2021 has been a low disturbance year, while the period from 2014 to 2020 was an intense period of widespread disturbances. There were numerous severe tropical cyclones and three mass coral bleaching events in five years. The fourth wave of crown-of-thorns starfish outbreaks began around 2010 between Lizard Island and Cairns, and by 2020 had progressed south to reefs offshore from Townsville.

The prognosis for the future disturbance regime under climate change is one of increasingly frequent and longer lasting marine heatwaves and a greater proportion of severe tropical cyclones. Mitigation of these climatic threats requires immediate global action on climate change.

Crown-of-thorns starfish as coral predators are a major cyclic disturbance on the GBR and when left unchecked, outbreaks can decimate coral populations. However, it is one of the few threats to the GBR that can be directly managed locally.

The Crown-of-thorns Control Program has been active on the GBR during the current outbreak and seeks to reduce starfish numbers at key reefs to reduce the amount of coral lost and to diminish the brood stock which propagates the outbreak ‘wave’ southward through most of the GBR.

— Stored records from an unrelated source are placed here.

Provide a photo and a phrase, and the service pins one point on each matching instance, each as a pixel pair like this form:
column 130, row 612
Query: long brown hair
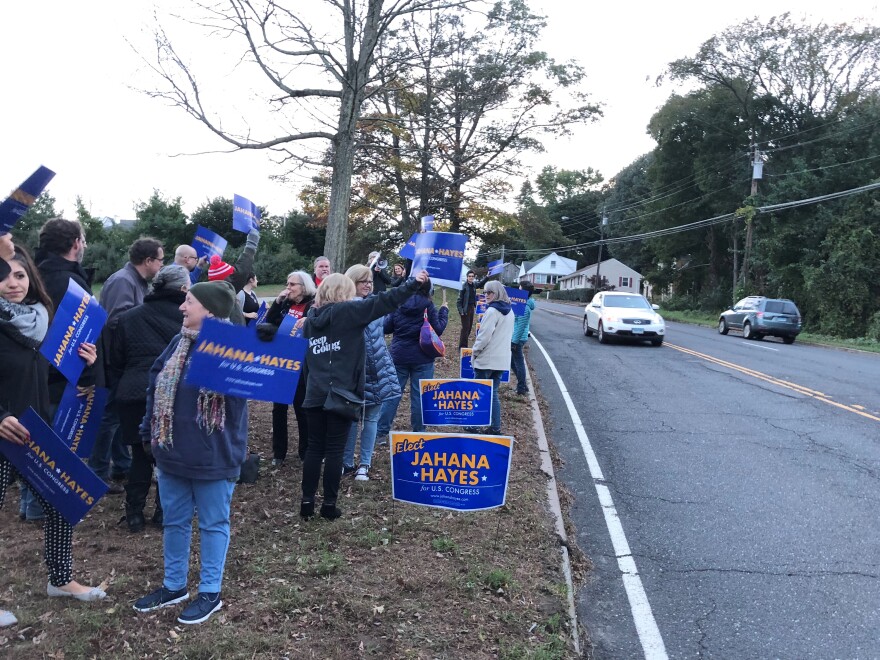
column 36, row 288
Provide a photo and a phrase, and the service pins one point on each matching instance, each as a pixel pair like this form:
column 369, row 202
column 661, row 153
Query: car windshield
column 630, row 302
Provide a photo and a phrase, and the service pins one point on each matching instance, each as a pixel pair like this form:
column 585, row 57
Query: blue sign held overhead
column 245, row 214
column 408, row 251
column 461, row 472
column 456, row 402
column 207, row 243
column 53, row 470
column 232, row 360
column 78, row 319
column 441, row 254
column 78, row 418
column 23, row 197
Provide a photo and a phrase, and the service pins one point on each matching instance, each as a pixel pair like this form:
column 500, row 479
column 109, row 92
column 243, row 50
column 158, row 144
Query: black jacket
column 141, row 335
column 23, row 378
column 336, row 351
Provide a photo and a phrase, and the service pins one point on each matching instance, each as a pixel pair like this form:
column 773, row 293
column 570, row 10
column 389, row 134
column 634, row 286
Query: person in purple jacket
column 411, row 363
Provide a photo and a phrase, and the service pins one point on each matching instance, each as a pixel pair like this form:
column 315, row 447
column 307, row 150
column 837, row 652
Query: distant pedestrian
column 491, row 354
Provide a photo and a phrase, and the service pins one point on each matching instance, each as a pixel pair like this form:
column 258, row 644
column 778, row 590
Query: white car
column 625, row 315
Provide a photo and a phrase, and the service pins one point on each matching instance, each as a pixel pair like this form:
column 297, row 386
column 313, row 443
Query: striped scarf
column 211, row 407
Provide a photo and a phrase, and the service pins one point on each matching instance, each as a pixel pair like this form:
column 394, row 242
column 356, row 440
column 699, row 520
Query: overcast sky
column 70, row 72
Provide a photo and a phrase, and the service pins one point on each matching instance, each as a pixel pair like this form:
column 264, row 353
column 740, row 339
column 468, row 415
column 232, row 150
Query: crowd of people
column 196, row 439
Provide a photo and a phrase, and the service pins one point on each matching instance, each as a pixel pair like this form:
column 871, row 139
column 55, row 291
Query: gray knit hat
column 217, row 297
column 172, row 278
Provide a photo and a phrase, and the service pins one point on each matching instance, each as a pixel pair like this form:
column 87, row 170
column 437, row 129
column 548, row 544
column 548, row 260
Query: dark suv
column 758, row 317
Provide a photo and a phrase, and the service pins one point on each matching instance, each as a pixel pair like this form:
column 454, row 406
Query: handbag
column 250, row 469
column 343, row 403
column 429, row 340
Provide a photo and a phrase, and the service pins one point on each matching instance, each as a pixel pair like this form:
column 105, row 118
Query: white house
column 619, row 275
column 545, row 272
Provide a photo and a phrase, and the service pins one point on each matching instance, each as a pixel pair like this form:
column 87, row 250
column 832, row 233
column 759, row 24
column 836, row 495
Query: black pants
column 467, row 322
column 279, row 424
column 140, row 475
column 328, row 434
column 58, row 534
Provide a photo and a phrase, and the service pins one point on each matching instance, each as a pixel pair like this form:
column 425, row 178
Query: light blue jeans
column 495, row 377
column 180, row 499
column 368, row 437
column 413, row 373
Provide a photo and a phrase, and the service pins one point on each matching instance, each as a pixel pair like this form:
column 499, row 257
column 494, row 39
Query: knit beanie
column 219, row 270
column 217, row 297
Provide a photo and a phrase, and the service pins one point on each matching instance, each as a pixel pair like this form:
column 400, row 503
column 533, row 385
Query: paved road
column 745, row 477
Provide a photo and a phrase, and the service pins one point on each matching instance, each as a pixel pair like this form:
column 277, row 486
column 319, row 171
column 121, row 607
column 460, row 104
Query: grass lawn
column 387, row 580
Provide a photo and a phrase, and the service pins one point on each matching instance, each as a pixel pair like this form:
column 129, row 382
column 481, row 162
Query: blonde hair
column 335, row 288
column 359, row 273
column 498, row 289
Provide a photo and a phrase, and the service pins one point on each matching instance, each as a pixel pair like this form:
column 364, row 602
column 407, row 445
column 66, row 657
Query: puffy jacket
column 141, row 335
column 381, row 382
column 492, row 345
column 406, row 326
column 521, row 324
column 336, row 352
column 195, row 454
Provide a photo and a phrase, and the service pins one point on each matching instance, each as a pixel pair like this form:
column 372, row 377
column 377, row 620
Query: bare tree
column 282, row 45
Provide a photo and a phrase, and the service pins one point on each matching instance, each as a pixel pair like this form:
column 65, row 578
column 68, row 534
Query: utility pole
column 601, row 241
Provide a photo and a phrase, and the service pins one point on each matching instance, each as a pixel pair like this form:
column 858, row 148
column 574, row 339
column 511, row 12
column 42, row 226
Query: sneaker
column 160, row 598
column 201, row 608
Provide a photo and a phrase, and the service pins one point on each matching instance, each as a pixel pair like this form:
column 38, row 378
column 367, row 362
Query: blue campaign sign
column 78, row 319
column 245, row 214
column 231, row 359
column 461, row 472
column 466, row 368
column 441, row 254
column 207, row 243
column 518, row 298
column 53, row 470
column 78, row 418
column 408, row 251
column 23, row 197
column 456, row 402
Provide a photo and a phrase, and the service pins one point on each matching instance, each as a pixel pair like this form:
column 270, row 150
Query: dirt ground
column 387, row 580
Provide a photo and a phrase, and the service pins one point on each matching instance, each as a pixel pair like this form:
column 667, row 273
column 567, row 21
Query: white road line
column 646, row 626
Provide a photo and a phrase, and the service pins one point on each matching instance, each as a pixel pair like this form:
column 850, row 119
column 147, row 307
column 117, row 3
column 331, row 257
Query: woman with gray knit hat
column 198, row 439
column 142, row 333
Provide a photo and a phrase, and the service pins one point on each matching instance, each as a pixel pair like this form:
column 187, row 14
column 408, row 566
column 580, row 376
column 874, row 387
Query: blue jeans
column 518, row 366
column 414, row 372
column 180, row 499
column 108, row 446
column 495, row 377
column 368, row 437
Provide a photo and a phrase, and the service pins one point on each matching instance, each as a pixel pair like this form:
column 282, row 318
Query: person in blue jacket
column 410, row 362
column 520, row 337
column 198, row 439
column 380, row 382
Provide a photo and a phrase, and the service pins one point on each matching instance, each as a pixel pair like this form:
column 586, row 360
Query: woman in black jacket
column 335, row 358
column 141, row 335
column 25, row 310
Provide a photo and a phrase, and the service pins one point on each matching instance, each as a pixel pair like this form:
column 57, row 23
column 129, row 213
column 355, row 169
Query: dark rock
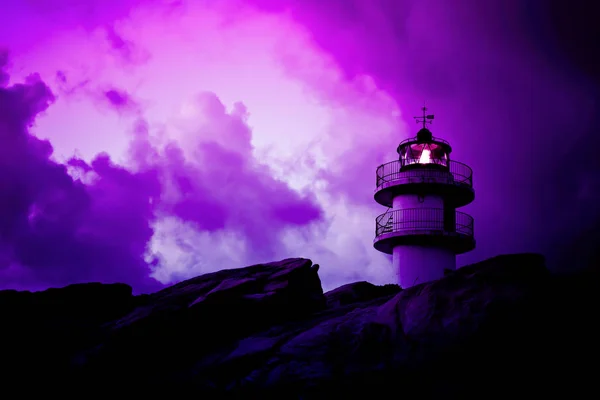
column 496, row 328
column 358, row 292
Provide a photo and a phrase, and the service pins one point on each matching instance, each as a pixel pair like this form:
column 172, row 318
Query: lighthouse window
column 424, row 153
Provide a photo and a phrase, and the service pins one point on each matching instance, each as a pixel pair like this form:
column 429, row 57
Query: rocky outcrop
column 269, row 330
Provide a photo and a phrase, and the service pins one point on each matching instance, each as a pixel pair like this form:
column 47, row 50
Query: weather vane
column 425, row 118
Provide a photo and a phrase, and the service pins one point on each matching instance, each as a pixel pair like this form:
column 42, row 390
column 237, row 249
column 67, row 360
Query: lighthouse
column 422, row 189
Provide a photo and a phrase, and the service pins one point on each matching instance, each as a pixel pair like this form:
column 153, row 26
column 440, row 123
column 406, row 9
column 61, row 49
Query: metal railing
column 460, row 173
column 428, row 219
column 414, row 139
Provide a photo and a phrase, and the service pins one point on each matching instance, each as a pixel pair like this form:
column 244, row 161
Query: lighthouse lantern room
column 422, row 189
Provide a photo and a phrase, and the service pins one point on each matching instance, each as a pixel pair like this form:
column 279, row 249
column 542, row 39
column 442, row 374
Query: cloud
column 94, row 221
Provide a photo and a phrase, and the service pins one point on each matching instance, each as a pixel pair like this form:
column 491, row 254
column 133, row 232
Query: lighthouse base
column 419, row 264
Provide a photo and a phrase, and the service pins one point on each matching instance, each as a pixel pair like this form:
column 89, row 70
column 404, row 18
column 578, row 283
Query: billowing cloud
column 241, row 131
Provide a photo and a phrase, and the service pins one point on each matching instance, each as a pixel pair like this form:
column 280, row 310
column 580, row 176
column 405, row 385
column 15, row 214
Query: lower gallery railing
column 431, row 219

In 2021, the number of Active Outbreaks has decreased from previous years, although outbreaks were still recorded in the Swain sector of the Southern GBR. The LTMP aims to assist analyses of the effectiveness of the Crown-of-thorns Control Program in the next few years.

The predicted consequences of climate change, which include more frequent and intense mass coral bleaching events, are now a contemporary reality. Simultaneously, chronic stressors such as high turbidity, increasing ocean temperatures and changing ocean chemistry can all negatively affect recovery rates, while more frequent acute disturbances mean that the intervals for recovery are becoming shorter.

Measuring and understanding the process of, and limitations to, coral reef recovery will be a continued focus of AIMS’ research and monitoring over the next years.